曹燃哦豁了一聲,心想原來如此,老子不攔一攔,寧奕還真能把“元”的古籍都帶走。
於是他當仁不讓的站在閣樓門口,心安理得地垂落雙拳,笑道:“嘖嘖嘖,白龍令都拿到手了,你果然跟太子達成了奇奇怪怪的交易。多嘴問一句,這趟入蓮花閣,跟徐清焰有關?”
沒有迴應。
雷霆滂沱,寧奕收起令牌,旋出細雪劍骨。
曹燃撇了撇嘴,“八卦一下,那麼兇幹嘛……”
向來笑面迎人的寧奕,此刻面無表情,在雷霆第三次垂落之時,舉起細雪,踏步前衝,蓮花閣的陣法陡然升起,包裹住樓閣和內裡古書,爲寧奕和曹燃撐開一片決戰的道場。

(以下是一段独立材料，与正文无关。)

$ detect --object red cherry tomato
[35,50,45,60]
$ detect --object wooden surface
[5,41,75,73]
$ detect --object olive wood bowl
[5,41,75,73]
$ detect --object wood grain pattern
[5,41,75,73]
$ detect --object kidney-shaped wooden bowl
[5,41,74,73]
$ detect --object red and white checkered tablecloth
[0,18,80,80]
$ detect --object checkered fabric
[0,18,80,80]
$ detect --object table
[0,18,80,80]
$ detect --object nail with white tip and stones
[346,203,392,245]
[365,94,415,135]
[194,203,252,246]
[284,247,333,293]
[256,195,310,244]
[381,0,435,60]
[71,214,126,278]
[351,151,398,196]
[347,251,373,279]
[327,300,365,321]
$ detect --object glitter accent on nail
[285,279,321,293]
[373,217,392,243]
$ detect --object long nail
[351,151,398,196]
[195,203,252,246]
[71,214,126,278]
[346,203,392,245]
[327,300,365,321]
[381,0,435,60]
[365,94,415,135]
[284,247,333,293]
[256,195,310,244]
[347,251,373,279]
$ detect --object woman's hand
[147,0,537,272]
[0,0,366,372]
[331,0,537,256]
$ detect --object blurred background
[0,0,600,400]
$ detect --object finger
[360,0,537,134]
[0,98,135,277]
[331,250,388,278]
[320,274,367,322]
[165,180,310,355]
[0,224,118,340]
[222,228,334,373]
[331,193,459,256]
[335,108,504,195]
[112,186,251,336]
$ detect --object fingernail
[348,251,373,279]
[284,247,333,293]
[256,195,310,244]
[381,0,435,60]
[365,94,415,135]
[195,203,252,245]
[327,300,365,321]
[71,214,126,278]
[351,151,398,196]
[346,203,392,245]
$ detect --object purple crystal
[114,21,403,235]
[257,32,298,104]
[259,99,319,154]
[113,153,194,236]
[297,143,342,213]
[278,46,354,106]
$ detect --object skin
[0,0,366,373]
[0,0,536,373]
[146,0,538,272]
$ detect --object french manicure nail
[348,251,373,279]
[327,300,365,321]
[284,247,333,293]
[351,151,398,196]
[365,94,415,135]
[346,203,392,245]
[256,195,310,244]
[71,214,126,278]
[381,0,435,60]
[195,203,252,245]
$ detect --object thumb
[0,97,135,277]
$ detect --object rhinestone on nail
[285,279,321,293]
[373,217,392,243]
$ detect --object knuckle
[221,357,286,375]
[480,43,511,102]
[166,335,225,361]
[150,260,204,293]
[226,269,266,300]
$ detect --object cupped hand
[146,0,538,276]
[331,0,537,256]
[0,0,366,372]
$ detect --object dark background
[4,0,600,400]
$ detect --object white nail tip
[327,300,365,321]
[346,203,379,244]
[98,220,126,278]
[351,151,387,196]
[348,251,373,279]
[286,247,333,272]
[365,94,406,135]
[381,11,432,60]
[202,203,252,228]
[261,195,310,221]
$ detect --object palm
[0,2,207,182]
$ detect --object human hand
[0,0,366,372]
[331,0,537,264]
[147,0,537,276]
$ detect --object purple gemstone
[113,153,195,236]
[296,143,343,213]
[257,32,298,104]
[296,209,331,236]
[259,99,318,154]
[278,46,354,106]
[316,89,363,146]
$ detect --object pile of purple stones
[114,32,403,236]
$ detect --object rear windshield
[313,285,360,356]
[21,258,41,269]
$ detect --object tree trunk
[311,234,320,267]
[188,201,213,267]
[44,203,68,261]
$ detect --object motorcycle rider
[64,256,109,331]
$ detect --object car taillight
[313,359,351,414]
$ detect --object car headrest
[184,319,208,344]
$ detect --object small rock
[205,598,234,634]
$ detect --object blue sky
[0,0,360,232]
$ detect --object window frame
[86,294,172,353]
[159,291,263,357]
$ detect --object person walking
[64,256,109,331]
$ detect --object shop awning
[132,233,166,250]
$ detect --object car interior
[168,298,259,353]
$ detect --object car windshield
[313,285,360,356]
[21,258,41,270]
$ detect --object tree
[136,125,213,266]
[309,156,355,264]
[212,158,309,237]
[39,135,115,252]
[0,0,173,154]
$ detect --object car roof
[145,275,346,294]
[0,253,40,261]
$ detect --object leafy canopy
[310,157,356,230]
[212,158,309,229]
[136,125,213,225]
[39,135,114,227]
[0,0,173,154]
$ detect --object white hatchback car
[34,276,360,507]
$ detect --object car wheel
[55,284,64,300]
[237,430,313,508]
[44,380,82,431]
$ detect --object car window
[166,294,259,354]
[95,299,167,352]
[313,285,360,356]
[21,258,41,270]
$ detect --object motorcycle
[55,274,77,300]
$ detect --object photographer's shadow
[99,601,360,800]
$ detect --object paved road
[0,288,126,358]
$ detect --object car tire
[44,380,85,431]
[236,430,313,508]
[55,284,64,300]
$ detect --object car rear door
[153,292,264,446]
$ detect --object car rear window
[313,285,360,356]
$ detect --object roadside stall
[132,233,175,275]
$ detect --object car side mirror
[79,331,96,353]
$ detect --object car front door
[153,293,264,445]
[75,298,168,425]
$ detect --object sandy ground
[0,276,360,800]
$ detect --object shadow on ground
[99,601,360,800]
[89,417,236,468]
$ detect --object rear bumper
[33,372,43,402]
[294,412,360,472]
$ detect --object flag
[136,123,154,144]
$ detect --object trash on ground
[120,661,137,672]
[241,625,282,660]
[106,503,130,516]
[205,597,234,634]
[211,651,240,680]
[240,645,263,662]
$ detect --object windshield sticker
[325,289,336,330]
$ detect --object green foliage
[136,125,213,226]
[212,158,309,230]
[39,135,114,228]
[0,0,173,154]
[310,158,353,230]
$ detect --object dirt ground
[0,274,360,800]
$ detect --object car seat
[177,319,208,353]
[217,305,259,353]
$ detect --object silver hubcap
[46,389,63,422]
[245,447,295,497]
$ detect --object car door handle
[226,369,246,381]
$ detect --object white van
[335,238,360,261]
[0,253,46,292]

小燭龍一隻手按在斗笠之上,身子傾斜,不進反退,陡然將斗笠擲出,那枚斗笠化爲一片圓鋸,瞬間被火焰包裹,幻化出一條數十丈粗細的赤色蒼龍,法相森嚴,在雨幕之中張開血盆巨口,向着寧奕吞噬而去——
一縷劍光如若開天,將火紅赤龍直接開膛剖腹地切斬開來!
兩道年輕身影,“砰”的一聲,撞在雨幕之中。
……
……
低沉的雷聲在穹頂回蕩。
一行人在書院門口匯聚,聲聲慢的神情帶着愧疚,撐着油紙傘,輕聲問道:“師妹決定要走了?”
已經卸下書院學生服的玄鏡,坐在溫暖乾燥的馬車車廂內,她望向師姐,眼中裡的意味有些複雜……閻惜嶺的事變,固然她只是一枚棋子,但書院畢竟做出了讓她失望的選擇,因爲李長壽之死,導致道宗第二次發生了突變,自己的母親在救治下緩緩醒來,西嶺的教宗陳懿也重新恢復了自由和權力。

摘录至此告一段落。